L148-149: Here you state (seemingly contradicting the former?) that PP uses geostrophic winds, and a 20° turning angle (although the latter should be more applicable to actual winds?).
L201: Why is U_w the geostrophic and not the actual surface current?
L228-229: "Assuming that the component of ice motion that is not explained by the winds can be attributed to ice-ocean drag..." - Wouldn't it be more precise to say: "Assuming that the component of ice motion that is not explained by the winds (AND ICE THICKNESS) can be attributed to THE MODIFICATION OF THE ice-ocean drag BY OCEAN SURFACE CURRENTS"...? Regarding the latter, I mean that the ice-ocean drag is in general already contained in the "wind-ice transfer coefficient", but in the baseline only for an ocean at rest.
Table 1: I would recommend to provide one more digit for the alpha values and angles.
Table 1: The mean angle error difference between alpha_0 and alpha_p is about 9, although the angle parameter difference is only about 3. Can you explain this discrepancy?
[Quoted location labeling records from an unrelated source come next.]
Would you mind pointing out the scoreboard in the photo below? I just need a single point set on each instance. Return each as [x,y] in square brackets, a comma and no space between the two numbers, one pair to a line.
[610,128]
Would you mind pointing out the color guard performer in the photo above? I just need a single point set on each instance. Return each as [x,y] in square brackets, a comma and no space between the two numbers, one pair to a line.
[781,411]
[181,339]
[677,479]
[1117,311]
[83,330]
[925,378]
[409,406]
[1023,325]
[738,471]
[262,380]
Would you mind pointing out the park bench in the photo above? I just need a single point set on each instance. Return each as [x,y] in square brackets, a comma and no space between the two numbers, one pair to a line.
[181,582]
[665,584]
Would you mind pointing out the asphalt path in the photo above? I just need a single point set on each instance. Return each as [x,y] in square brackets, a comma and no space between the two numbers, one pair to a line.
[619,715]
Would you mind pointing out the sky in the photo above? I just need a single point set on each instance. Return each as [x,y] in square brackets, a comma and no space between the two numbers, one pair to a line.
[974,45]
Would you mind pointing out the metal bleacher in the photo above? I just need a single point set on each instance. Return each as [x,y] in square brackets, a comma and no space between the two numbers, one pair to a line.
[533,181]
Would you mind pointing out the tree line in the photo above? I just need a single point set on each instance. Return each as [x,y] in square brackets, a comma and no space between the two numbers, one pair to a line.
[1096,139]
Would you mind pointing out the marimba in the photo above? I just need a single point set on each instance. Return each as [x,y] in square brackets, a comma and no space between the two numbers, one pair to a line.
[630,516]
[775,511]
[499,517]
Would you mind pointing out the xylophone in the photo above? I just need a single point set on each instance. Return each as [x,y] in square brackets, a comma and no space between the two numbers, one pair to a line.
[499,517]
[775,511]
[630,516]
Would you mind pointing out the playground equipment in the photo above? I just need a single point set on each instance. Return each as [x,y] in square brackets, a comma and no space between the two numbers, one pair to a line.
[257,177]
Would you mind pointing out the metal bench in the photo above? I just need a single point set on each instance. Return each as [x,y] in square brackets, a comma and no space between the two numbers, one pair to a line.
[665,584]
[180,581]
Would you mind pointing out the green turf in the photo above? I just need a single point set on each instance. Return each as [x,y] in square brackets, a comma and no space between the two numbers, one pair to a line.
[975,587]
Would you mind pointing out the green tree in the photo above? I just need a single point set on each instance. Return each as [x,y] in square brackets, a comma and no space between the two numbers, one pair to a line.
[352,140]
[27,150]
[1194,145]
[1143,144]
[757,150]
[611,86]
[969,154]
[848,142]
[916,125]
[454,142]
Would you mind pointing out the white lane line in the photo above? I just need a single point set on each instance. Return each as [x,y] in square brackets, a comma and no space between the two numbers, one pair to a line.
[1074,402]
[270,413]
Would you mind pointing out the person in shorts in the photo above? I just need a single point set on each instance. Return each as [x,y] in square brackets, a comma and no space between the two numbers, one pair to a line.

L284-287: It looks like the differences in R-squared are to a large degree due to the long-term trend rather than the "interannual variability". The letter could be isolated by considering detrended anomalies. In any case, I recommend to clarify that this is mostly about the long-term trend rather than "interannual variations", if I'm not mistaken.
L330-332: "Highest relative errors are expected in the winter, since the ice speed is at a seasonal minimum, and the root-mean-square error is maximal due to wintertime ice interactions not being represented by a free drift model." - I fully agree, but shouldn't it be mentioned that your approach - by inclduing sea-ice thickniss - accounts for some of the rheological affects in a very simple way (and thus is not really a "free-drift" approach, see one of the main points above)?
L384-391: Here I'm just a bit irritated that you start the section with this discussion-type paragraph rather than putting it after the results in the first place.
Fig. 1: Please mention in the caption for which time period this is. Is it only the common period until 2014? I'm asking because the yellow blob north of Sewernaja Semlja looks a bit like this is due to a single expedition where many buoys were deployed, such as the first months of the MOSAiC expedition, although that would be only 2019? This also made me wonder whether some data thinning at very data-rich places and times would be helpful in order not to overfit to such strongly non-independent data?
Fig. 5 caption: "weighted by the mean buoy drift speed" -> shouldn't it rather be "divided by ..."?
########## Typos, inaccurate grammar, etc. (incomplete, please check throughout the manuscript):
L13: "The wind turning angle that minimize the cost function is equal of 25°" -> "minimizeS" and "equal to"
L21: "datasets that includes" -> omit "s"
L212-214: Please check grammar.
L202: Omit comma.
L221: lest-squares -> least-squares
L244: contest -> context
L252: In the parantheses, are there additional parantheses, a comma, or similar missing?